Almost Human – a book review

Almost Human, written by award-wining author Leo Gutking, and published by W.W. Norton and company is a book that follows researchers at Carnegie Mellon and portrays the day to day struggles that roboticists face

Almost Human

The title and the picture on the jacket are misleading. The robots described in this book are not almost human, they are not even humanoid robots, they are vehicles. A more accurate title might be “Failed attempts by Carnegie Mellon researchers to build autonomous vehicles.

This book has received many great reviews. This is not one of them though. Robotics is very difficult science, and failure is part of it.
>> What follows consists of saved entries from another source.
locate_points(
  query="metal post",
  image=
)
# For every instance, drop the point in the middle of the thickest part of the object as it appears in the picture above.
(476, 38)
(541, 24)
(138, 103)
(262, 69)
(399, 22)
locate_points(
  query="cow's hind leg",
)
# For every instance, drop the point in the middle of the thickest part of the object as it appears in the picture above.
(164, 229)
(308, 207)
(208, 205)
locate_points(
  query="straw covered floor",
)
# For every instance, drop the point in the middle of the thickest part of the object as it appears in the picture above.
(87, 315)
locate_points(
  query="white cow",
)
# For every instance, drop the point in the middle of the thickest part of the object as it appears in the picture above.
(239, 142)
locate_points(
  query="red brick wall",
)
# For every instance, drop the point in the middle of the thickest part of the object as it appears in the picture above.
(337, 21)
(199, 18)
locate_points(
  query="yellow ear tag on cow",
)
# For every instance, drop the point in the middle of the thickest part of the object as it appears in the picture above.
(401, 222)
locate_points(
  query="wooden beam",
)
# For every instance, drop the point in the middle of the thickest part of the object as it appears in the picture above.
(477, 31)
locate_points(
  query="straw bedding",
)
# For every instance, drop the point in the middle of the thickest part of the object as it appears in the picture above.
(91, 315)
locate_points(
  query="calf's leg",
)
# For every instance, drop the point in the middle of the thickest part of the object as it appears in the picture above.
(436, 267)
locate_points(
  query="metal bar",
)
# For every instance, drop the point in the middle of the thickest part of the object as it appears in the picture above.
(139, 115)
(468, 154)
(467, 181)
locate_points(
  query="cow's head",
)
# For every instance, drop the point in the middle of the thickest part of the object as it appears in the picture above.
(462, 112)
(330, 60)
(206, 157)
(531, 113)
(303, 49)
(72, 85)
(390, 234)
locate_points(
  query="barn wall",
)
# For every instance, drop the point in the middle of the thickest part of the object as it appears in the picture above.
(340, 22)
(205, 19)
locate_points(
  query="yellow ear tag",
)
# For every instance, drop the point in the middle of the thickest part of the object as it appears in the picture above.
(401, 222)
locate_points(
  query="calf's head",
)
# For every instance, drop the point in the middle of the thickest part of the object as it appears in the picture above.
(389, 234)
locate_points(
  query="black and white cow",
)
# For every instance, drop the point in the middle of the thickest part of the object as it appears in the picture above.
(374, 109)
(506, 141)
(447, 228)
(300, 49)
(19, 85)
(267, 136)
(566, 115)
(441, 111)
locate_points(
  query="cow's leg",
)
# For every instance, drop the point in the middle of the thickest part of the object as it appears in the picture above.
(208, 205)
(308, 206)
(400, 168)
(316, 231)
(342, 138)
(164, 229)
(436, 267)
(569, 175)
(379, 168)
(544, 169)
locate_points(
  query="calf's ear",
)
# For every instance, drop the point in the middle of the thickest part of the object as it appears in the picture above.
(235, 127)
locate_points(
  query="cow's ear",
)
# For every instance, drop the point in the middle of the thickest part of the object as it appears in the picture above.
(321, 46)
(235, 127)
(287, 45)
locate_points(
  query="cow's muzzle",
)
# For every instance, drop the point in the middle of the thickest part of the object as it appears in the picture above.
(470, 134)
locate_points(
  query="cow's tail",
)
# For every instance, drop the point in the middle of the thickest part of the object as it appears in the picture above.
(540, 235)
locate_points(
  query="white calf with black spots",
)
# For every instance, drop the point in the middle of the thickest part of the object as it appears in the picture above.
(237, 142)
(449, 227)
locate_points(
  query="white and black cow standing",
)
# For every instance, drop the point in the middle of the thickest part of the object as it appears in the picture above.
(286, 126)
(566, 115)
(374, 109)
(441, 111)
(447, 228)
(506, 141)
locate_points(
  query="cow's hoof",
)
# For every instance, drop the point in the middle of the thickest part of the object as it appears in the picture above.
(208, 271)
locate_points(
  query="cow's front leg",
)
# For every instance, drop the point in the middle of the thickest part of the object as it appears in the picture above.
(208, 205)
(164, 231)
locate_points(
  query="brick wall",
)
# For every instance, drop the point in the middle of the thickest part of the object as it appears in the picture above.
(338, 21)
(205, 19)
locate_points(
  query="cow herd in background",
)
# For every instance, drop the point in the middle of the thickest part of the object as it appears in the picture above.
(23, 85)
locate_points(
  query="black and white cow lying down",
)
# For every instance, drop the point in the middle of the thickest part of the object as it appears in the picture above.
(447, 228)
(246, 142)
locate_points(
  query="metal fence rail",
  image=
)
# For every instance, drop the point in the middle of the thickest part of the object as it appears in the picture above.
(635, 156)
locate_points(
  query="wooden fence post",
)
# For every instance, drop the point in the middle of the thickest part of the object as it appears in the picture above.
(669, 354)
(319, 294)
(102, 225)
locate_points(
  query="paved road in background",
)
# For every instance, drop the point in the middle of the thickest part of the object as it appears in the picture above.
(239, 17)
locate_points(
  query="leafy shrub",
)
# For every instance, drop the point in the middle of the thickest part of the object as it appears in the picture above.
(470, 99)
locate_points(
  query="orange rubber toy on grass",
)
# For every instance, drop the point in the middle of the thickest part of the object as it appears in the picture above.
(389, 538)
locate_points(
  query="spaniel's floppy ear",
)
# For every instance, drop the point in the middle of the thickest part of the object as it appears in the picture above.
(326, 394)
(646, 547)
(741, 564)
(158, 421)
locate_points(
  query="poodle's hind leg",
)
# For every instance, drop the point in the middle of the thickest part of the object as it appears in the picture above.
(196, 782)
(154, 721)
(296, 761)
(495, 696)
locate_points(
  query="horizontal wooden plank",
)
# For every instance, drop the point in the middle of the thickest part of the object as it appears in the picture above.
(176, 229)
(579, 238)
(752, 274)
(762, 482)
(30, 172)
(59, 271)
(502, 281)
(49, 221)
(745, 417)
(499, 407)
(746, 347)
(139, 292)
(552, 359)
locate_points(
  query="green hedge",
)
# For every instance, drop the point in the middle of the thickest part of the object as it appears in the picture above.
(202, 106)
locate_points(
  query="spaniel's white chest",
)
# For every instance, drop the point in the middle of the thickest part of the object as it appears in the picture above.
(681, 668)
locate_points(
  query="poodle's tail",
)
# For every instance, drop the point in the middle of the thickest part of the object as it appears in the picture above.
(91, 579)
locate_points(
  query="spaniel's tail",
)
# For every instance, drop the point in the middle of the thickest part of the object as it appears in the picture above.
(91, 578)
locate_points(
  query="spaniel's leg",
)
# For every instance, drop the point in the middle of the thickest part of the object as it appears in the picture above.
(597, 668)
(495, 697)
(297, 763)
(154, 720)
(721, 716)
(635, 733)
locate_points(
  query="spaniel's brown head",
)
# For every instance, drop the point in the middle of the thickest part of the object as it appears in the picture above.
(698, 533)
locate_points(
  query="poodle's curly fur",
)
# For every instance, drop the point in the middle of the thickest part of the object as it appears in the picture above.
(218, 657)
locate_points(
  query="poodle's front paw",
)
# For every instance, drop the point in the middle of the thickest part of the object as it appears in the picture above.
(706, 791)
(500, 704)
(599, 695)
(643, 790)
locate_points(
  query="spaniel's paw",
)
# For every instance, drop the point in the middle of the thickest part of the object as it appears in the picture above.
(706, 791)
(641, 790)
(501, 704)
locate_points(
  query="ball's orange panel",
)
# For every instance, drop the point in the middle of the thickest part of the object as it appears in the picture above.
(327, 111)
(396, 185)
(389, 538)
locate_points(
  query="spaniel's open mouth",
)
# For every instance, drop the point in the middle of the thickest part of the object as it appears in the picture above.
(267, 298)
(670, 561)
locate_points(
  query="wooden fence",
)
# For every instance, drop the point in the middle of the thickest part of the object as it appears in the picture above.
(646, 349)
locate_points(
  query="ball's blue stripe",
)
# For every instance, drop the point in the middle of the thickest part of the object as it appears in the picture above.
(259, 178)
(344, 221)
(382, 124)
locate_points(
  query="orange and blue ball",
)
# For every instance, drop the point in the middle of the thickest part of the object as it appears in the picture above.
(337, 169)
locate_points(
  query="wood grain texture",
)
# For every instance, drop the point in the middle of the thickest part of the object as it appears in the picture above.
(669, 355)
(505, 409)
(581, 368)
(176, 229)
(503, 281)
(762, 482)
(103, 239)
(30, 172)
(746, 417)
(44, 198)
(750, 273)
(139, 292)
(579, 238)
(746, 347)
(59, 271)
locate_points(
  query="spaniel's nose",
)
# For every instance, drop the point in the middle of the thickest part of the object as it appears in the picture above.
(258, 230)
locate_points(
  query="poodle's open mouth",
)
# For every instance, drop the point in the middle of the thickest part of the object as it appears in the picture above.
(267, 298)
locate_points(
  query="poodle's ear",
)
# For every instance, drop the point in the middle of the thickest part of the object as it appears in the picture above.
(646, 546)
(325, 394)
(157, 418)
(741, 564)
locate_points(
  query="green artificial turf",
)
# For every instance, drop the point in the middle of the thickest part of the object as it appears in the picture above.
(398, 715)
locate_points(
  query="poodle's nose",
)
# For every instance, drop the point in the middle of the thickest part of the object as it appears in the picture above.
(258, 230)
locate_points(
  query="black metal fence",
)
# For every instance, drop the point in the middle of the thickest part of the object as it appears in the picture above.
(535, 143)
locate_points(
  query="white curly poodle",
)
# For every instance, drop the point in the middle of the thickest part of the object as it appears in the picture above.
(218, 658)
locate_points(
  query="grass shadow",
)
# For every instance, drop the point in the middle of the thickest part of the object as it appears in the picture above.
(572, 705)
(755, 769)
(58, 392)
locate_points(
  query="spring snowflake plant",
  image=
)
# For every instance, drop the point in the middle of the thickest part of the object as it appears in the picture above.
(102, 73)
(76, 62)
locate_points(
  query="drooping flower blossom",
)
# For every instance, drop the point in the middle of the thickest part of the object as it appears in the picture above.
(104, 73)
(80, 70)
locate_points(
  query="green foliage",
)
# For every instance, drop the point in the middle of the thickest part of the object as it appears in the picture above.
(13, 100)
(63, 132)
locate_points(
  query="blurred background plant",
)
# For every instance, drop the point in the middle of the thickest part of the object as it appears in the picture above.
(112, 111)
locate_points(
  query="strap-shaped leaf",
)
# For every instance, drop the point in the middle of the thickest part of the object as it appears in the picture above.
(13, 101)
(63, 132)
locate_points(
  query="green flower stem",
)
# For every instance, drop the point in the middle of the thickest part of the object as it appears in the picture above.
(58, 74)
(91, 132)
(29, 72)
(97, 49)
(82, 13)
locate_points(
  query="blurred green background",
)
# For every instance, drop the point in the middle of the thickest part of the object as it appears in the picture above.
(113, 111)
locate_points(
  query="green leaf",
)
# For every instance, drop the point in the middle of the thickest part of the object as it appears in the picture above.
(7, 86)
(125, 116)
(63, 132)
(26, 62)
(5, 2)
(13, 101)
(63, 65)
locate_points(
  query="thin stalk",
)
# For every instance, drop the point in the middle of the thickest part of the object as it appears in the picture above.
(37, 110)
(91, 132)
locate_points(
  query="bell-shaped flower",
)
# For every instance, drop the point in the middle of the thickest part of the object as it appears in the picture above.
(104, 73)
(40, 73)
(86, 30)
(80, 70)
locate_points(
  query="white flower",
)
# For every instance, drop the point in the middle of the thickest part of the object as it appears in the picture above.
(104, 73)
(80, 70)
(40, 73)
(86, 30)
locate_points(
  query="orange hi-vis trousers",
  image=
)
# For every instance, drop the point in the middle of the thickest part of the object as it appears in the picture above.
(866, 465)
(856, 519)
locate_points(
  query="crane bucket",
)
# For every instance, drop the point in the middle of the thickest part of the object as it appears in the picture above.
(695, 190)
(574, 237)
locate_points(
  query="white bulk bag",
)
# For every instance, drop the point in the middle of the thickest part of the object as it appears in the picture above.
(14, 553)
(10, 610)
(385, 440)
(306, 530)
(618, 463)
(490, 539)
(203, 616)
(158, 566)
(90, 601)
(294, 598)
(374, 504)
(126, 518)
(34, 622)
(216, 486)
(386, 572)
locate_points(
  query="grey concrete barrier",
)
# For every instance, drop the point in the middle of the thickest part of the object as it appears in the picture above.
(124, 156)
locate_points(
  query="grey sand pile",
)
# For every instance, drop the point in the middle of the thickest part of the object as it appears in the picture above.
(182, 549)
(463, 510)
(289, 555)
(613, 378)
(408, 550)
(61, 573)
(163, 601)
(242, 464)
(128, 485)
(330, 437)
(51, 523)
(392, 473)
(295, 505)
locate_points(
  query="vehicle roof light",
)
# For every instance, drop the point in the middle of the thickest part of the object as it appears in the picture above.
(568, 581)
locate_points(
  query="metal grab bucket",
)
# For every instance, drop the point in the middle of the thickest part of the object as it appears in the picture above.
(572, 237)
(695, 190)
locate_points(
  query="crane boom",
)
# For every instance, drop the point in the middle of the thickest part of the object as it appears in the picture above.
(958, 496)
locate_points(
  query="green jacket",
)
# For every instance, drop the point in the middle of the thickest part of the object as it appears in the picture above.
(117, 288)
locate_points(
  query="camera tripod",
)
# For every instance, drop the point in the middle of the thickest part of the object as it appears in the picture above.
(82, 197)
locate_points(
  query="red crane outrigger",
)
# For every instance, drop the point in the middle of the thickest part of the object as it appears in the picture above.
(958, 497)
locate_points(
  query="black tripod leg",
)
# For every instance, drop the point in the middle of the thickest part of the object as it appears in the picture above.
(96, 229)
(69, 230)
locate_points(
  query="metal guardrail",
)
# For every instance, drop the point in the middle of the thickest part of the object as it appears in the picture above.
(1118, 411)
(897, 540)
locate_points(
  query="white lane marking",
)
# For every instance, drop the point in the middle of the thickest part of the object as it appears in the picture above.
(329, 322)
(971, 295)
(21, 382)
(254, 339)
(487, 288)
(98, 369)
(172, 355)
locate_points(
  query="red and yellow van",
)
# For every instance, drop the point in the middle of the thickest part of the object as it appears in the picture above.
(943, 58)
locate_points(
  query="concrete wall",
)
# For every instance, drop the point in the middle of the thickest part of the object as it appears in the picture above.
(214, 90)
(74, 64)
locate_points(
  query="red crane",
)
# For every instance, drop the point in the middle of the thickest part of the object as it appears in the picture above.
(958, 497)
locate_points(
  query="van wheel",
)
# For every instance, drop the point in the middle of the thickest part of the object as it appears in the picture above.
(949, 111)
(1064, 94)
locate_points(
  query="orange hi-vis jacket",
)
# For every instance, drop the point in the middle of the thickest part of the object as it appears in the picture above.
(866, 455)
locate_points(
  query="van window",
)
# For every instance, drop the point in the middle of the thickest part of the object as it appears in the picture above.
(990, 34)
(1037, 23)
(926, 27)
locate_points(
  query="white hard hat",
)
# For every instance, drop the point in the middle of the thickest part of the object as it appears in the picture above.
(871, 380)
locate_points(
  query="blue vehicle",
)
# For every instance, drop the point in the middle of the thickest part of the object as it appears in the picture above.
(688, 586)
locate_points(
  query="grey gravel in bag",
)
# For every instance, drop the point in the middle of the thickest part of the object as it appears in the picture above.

The author was attempting to convey to the reader, all of the problems that the researchers face. All of the things that should have worked but didn’t, and all of the bad luck.

To me though, the researchers came across as being inept, or what the French would call “Les Incompetante“. They could not seem to get anything to work, EVER!

Just like the researchers in this book the author had his own misfortune. This book was published in 2006 – a year too soon. In November 2007 Carnegie Melon’s team led by Red Whittaker won the DARPA challenge and the $2 million prize when their vehicle “Boss” successfully made its way through a course in a suburban neighborhood setting. Boss, a robotized 2007 Chevy Tahoe, followed California driving laws as it navigated the course and in a safe and stable manner. People watching the event said that in watching Boss negotiate the course so easily, you would forget that their was nobody inside the vehicle driving. This was a stunning success for the Carnegie Mellon team.

 I still think that this book is worth reading. My favorite part of the book was the very last paragraph.